The findings demonstrate that adolescent social isolation accelerates forgetting of long-term fear memory without impairing initial acquisition or short-term memory. The memory loss correlates with reduced CA1 synaptic strength and plasticity, including decreased mEPSC amplitude, diminished LTP, and a shift toward thin spines, indicative of immature synapses. Molecularly, SI lowers levels of glutamate receptor subunits and specifically downregulates EphB2 in CA1. Manipulating EphB2 establishes causality: knockdown recapitulates SI-induced behavioral and synaptic phenotypes, while overexpression restores memory and synaptic function. Thus, EphB2 in CA1 is both necessary and sufficient to maintain long-term fear memory under social conditions, likely through its role in organizing postsynaptic receptor complexes and supporting spine maturation and synaptic plasticity. Environmental intervention (resocialization) rescues EphB2 levels and memory, underscoring the plastic nature of the deficit and highlighting EphB2 as a mechanistic link between social experience and memory persistence.
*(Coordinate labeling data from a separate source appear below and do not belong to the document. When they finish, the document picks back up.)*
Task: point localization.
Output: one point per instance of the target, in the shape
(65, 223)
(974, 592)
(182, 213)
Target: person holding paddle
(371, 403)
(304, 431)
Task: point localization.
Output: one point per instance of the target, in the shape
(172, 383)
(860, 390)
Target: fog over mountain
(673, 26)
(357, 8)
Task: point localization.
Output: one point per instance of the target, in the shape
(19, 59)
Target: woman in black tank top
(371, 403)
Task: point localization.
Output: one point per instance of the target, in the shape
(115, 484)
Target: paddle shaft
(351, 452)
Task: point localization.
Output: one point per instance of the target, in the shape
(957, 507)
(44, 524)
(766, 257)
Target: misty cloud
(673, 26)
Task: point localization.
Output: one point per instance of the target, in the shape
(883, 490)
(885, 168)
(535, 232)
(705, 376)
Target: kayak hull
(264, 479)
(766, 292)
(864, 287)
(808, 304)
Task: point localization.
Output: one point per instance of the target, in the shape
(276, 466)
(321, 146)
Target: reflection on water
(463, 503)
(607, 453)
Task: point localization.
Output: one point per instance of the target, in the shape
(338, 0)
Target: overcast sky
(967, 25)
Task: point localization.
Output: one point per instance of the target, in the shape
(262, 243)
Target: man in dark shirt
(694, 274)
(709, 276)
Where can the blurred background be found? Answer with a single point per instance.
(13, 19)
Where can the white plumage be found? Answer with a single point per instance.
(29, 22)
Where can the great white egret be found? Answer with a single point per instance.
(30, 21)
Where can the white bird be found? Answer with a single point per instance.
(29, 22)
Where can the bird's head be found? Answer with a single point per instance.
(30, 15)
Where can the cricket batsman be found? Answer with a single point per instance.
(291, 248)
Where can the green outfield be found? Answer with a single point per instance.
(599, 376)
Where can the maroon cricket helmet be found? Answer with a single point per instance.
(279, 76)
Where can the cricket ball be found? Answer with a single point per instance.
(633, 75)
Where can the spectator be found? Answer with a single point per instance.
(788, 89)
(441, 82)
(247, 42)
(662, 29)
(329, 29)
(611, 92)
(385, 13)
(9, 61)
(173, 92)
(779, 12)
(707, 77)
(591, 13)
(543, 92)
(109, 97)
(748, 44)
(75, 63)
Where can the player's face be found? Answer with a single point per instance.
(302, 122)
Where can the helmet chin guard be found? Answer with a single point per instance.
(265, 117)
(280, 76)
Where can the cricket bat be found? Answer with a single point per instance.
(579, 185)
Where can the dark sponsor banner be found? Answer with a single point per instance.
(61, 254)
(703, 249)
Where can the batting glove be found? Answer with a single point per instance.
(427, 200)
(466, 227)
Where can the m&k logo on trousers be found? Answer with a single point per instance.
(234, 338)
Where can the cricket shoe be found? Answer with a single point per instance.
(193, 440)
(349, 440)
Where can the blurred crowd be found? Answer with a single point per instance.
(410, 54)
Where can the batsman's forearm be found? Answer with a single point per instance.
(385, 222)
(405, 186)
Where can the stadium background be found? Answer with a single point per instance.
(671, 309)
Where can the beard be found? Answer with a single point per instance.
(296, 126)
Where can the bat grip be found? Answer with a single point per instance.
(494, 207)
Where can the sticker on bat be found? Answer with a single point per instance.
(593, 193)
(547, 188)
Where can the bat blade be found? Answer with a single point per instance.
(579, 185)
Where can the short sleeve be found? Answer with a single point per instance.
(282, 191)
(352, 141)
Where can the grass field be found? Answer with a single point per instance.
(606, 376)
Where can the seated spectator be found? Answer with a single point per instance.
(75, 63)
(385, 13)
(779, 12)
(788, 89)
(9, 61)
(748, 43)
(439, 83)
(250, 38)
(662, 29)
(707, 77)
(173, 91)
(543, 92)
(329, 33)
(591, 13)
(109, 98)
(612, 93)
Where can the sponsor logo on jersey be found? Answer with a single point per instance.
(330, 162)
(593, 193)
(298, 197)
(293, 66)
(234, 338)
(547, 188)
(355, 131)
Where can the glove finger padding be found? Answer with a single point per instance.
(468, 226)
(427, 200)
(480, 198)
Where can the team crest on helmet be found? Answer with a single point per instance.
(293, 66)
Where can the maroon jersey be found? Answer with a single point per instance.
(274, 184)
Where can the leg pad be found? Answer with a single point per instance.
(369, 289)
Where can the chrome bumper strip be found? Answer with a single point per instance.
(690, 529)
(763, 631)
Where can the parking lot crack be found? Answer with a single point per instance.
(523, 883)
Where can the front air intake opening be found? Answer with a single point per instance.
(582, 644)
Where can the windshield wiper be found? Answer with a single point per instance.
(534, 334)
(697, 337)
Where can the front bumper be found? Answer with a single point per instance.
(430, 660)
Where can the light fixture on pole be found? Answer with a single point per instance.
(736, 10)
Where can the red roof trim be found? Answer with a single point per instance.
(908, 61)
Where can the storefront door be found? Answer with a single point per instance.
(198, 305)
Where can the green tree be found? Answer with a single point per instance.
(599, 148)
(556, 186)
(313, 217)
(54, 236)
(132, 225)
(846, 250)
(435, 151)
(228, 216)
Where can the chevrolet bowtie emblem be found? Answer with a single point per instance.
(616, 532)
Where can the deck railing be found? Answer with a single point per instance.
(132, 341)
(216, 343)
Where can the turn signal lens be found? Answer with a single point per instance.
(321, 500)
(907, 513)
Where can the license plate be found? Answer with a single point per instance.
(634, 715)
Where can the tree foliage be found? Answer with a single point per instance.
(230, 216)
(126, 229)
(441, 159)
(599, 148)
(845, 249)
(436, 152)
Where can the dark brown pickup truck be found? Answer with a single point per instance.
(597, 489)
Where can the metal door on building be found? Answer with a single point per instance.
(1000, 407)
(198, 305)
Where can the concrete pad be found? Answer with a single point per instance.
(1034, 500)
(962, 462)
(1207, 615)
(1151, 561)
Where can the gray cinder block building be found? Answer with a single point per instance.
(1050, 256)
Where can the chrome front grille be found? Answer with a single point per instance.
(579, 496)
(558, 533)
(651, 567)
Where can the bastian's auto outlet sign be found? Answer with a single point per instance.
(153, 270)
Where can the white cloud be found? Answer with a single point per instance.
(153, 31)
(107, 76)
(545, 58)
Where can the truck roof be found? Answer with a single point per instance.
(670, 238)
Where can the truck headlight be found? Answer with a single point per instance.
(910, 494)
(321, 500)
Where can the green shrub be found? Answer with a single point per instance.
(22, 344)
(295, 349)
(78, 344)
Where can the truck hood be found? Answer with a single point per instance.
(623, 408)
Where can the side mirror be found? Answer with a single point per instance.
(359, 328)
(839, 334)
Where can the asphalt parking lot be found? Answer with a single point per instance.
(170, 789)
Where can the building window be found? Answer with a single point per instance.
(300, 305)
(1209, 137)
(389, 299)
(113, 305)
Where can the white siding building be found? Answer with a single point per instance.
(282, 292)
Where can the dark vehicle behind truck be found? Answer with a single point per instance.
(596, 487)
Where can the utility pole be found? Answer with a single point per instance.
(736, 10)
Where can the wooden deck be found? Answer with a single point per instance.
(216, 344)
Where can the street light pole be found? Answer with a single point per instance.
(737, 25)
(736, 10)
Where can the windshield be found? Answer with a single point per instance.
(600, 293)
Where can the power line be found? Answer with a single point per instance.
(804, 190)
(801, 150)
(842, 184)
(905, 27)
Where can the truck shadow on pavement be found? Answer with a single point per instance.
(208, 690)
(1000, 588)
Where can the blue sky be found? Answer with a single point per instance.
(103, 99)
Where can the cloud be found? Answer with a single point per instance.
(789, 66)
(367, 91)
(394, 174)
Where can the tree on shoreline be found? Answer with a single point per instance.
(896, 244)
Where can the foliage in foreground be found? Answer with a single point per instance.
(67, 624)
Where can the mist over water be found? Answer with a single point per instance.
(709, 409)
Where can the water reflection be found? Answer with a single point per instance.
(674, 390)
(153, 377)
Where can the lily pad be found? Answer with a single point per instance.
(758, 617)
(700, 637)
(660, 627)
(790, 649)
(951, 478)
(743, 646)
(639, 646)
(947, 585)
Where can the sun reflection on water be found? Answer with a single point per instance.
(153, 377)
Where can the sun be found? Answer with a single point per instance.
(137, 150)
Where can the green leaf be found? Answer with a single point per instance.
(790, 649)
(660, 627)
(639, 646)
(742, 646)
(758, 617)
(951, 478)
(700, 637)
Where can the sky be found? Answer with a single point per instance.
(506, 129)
This study identifies EphB2-mediated synaptic mechanisms in hippocampal CA1 as critical for preventing social isolation-induced forgetting of long-term fear memory. Social isolation reduces EphB2 and glutamate receptor components, weakens synaptic transmission and plasticity, and biases spine morphology toward thin spines. Targeted EphB2 knockdown mimics, and EphB2 overexpression or resocialization reverses, the deficits, establishing EphB2 as a necessary and sufficient mediator. These findings suggest EphB2 as a potential therapeutic target to counteract memory loss associated with social isolation or loneliness. Future research could dissect downstream signaling pathways of EphB2, determine cell-type specificity within CA1 circuits, examine generalization to other memory domains, and explore pharmacological or environmental strategies to modulate EphB2 function.